[File] [PATCH] Magdir/ispell affix definition *.aff without russian support until war against Ukraine

Jörg Jenderek (GMX) joerg.jen.der.ek at gmx.net
Sat Jul 29 16:26:44 UTC 2023


Hello,

Some days ago i run Pirisoft ccleaner. Under item for file extension
under registry cleaner i can scan for errors. There it complains
about file name suffix AFF.

So i looked for such files on my systems. Some samples are affix
definition text files. In this session i will only consider such text
samples. The ispell variant samples are typical found inside directory
/usr/lib/ispell on UNIX like systems. The myspell variant samples are
typical found inside directory /usr/share/myspell on UNIX like systems.
The hunspell variant samples are typical found inside directory
/usr/share/hunspell on UNIX like systems. But such samples are also
found beneath directory /usr/src/dicts. Luckily on such systems there
exist a package management.
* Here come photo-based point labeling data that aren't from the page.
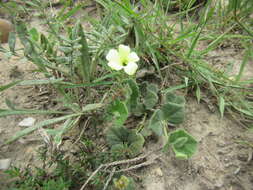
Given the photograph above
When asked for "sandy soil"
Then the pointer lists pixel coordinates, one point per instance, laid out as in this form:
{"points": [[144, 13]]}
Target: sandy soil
{"points": [[220, 163]]}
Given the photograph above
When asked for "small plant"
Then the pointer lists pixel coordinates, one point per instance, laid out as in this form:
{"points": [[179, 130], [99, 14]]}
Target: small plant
{"points": [[124, 183]]}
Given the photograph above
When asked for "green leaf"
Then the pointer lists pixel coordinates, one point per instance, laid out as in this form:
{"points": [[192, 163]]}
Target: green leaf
{"points": [[92, 107], [59, 132], [125, 140], [157, 122], [133, 94], [124, 183], [119, 111], [85, 61], [34, 34], [174, 109], [4, 87], [221, 105], [151, 98], [183, 144]]}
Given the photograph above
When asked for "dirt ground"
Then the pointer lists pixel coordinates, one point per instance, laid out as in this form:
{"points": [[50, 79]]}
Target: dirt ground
{"points": [[221, 163]]}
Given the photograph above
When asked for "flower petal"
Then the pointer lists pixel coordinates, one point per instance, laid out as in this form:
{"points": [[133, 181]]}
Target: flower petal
{"points": [[133, 57], [115, 65], [113, 55], [124, 51], [131, 68]]}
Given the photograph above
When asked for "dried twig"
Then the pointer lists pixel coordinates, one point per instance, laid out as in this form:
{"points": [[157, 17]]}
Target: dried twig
{"points": [[110, 178], [105, 166]]}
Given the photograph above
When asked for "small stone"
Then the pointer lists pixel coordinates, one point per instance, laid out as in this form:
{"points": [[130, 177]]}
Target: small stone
{"points": [[158, 172], [27, 122]]}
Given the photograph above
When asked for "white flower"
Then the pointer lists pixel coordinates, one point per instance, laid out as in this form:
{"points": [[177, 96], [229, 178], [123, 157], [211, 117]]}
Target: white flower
{"points": [[123, 59]]}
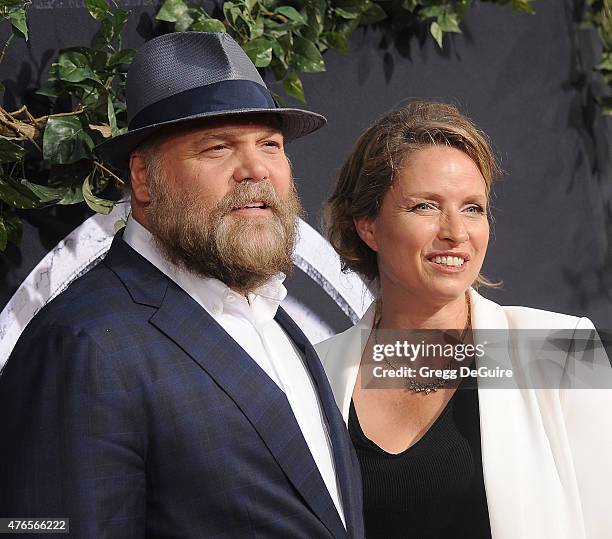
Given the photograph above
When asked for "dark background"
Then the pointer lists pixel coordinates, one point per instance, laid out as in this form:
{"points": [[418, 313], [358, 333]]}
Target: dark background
{"points": [[526, 80]]}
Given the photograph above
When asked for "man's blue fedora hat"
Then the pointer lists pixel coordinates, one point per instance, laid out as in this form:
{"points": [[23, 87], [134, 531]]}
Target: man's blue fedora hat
{"points": [[184, 76]]}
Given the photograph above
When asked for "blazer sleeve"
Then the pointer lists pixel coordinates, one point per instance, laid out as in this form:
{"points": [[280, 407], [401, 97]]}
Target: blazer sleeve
{"points": [[588, 421], [71, 443]]}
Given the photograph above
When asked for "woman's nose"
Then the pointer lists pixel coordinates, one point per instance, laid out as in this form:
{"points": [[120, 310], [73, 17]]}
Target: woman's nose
{"points": [[453, 229]]}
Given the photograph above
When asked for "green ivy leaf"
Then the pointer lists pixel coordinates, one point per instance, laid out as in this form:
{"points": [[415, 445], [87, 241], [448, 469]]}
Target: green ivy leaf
{"points": [[259, 51], [184, 21], [99, 205], [74, 195], [208, 25], [44, 193], [3, 235], [292, 14], [97, 8], [346, 14], [338, 41], [74, 67], [65, 140], [436, 32], [171, 10], [306, 57], [110, 112], [449, 22], [250, 5], [294, 87], [10, 151], [18, 21]]}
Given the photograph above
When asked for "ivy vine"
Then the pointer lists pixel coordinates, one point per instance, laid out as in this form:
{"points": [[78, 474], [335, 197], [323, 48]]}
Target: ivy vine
{"points": [[86, 85]]}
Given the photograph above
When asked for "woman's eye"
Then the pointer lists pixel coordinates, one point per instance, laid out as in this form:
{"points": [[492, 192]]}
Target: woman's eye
{"points": [[423, 206]]}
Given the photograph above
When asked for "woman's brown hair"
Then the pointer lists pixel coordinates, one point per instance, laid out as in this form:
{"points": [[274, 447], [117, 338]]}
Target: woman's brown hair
{"points": [[380, 152]]}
So there program needing spelling often
include the needed affix files by depending on spell packages.
Unfortunately on Windows systems there exist no such package management.
So here every software with spelling included such affix definition
inside it own program directory. Software that behave in this manner are:
Calibre, LibreOffice, Scribus, LanguageTool, Firefox, Thunderbird,
gImageReader, Emacs, Gramps.

When running file command version 5.45 on such affix samples and
"related" files (*foo*) i get an output like:

1463589.aff:       ASCII text
1695964.aff:       Unicode text, UTF-8 text
2970240.aff:       ASCII text
ar.aff:            Unicode text, UTF-8 text
bulgarian.aff:     ISO-8859 text
de_DE.aff:         ISO-8859 text
de_DE_frami.aff:   ISO-8859 text
discover-foo.conf: ASCII text
en-GB-cal.aff:     Unicode text, UTF-8 (with BOM) text
en_GB.aff:         Unicode text, UTF-8 text
en_US.aff:         ASCII text
it_IT.aff:         Unicode text, UTF-8 text
ngerman.aff:       Unicode text, UTF-8 text
nilfs_foo.conf:    ASCII text
polish.aff:        Unicode text, UTF-8 text
sv_SE.aff:         ISO-8859 text
tr_TR.aff:         Unicode text, UTF-8 text

With option --extension only 3 byte sequence ??? is shown and with -i
option generic text/plain is shown.

For comparison reason i also run the file format identification
utility DROID ( See https://sourceforge.net/projects/droid/). It does
not recognize the samples.

For comparison reason i run the file format identification utility
TrID ( See https://mark0.net/soft-trid-e.html). A few examples like
en_US.aff sv_SE.aff are recognized and described correctly as "Affix
file" by affix.trid.xml with correct file name suffix AFF (See appended
trid-v-aff.txt.gz).

TrID list the used file name extension. With the help of these tools i
found manual pages with section about file formats and conventions for
ispell, Hunspell dictionaries and affix files. So this is now expressed
inside Magdir/ispell by additional comment lines like:
# URL:	https://www.openoffice.org/lingucomponent/affix.readme
#	https://man.archlinux.org/man/hunspell.5.en
# 	https://manpages.debian.org/testing/ispell/ispell.5.en.html
# Reference:	http://mark0.net/download/triddefs_xml.7z
#		defs/a/affix.trid.xml

Unfortunatly there exist no strict and unique pattern that can be used
as magic pattern. So i put displaying part in sub routine spell-aff
inside Magdir/ispell. This starts like:
  0		name				spell-aff
  >1		ubeshort	x		affix definition
  !:mime	text/x-affix
  !:ext		aff
Instead of generic mime type text/plain show an user defined one.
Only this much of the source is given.